The museum is located in the attractive former residence of the Baron Van Westreenen van Tiellandt (1783-1848) and is devoted to the hand-written and printed book of the past and present. The external aspects of the book and the development of book design are the main focus. The museum organizes three to four temporary exhibitions a year on themes related to both the old and modern book.
The history of the book since the sixth century
The museum maintains an extensive collection of books from all periods of Western book history, starting with medieval manuscripts that are entirely written and illuminated by hand. An overview of the development of writing, layout and decoration of manuscripts can be seen in the distinctive book room where a selection of these superb volumes can be seen.
The book room itself is a unique example of nineteenth-century museum design and its original style remains entirely intact. In addition to medieval manuscripts, there are also examples of the earliest form of the printed book, known as incunabula.
The house of a collector
The name Meermanno-Westreenianum refers to two individuals who were associated with the museum from the very beginning. The most important is Baron W.H.J.van Westreenen van Tiellandt (1783-1848) who built up his vast collection in this house, which was his residence. His second cousin and important source of inspiration, Johan Meerman (1751-1815), also owned an impressive collection of books, a part of which was taken up into the collection of Van Westreenen. After the death of Van Westreenen, the house and his entire collection became the property of the state. In 1852, the house was opened to the public as a museum.

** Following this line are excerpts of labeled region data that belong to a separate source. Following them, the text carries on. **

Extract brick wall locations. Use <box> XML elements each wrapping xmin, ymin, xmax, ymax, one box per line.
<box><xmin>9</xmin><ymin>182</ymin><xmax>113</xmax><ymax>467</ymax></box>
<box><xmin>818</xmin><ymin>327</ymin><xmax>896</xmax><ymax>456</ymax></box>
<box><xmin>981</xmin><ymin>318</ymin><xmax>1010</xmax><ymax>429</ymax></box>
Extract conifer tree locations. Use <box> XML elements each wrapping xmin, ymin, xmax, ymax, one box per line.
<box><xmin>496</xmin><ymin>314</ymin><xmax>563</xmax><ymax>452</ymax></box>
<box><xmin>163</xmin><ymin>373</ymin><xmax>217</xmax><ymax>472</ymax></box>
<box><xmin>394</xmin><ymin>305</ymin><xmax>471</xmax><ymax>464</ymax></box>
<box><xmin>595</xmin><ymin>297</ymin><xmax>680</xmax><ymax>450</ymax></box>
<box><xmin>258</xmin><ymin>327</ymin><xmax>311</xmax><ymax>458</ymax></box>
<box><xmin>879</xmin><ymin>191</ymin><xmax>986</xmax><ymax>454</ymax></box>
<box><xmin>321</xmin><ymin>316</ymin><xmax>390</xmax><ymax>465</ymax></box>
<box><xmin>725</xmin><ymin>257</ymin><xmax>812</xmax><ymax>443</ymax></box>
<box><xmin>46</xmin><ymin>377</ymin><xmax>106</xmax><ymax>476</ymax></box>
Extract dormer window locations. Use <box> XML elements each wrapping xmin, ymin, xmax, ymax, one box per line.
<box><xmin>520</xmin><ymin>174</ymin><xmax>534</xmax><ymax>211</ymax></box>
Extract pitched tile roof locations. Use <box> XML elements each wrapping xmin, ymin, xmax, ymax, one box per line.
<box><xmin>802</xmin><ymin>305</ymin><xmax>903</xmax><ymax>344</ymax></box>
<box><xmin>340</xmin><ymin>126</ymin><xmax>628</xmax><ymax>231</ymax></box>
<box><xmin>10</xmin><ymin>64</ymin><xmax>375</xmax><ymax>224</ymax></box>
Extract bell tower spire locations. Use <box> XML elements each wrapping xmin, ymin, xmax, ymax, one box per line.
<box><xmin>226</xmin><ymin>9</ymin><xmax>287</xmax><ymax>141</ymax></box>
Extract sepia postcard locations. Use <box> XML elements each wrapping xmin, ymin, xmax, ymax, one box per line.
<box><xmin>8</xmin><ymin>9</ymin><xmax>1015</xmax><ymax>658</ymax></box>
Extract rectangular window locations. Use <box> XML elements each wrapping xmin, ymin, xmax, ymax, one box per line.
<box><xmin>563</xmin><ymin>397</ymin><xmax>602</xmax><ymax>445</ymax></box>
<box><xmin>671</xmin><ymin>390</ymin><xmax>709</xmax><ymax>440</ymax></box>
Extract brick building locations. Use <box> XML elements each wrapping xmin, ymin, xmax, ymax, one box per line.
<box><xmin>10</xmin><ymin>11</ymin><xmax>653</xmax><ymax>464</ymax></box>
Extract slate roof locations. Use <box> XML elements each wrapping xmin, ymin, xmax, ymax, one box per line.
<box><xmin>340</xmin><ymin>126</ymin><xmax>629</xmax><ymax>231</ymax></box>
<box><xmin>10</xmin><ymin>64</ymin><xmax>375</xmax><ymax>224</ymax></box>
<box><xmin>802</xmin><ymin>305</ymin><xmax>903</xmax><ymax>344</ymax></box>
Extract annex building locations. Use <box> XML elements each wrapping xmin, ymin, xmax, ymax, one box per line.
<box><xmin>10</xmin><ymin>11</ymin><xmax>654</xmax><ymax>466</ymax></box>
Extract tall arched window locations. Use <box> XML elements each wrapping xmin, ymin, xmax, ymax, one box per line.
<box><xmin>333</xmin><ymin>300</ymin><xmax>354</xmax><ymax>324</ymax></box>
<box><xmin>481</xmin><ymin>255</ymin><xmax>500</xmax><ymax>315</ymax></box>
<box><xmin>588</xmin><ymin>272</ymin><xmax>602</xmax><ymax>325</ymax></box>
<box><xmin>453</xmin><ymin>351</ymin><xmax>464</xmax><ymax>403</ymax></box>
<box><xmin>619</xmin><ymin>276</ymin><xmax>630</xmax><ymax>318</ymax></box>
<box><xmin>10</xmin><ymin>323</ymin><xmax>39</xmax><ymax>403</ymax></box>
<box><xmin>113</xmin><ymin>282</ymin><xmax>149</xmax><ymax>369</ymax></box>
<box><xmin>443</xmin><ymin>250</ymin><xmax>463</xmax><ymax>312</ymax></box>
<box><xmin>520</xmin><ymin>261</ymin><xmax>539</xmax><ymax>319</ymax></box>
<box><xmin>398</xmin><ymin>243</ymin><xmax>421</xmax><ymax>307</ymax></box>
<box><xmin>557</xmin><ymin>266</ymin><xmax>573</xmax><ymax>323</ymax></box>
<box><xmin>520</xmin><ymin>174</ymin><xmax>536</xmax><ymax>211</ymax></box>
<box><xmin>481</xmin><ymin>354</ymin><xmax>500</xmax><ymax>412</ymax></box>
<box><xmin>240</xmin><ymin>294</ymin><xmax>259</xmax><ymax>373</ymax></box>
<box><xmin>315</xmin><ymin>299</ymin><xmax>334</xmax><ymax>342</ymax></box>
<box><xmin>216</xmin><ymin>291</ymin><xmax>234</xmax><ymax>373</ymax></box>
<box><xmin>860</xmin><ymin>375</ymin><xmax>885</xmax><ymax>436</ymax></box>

Van Westreenen was a typical nineteenth-century collector who was very interested in the history of ancient cultures. He not only collected books, but also antiquities from, among other places, Greece, Rome and Egypt. He was successful in obtaining some extraordinary objects. In addition, family portraits and souvenirs from his extensive travels can be seen in the museum.
As an extension of Van Westreenen’s collection, the museum actively collects books dating from 1850 to the present. The form and design of the book remain the criteria for selection. In the permanent installation, “From lead to LED,” the development of the modern book is presented, accompanied by a changing selection from the museum’s fine modern collection. In addition, the museum has a permanent display devoted to unusual book forms. An important part of this is the Bibliotheca Thurkowiana Minor, a miniature library with 1515 tiny books. Ex libris, printed bookplates identifying the owner of the book, are regularly shown in small changing displays. The museum has one of the largest collection of ex libris in the Netherlands.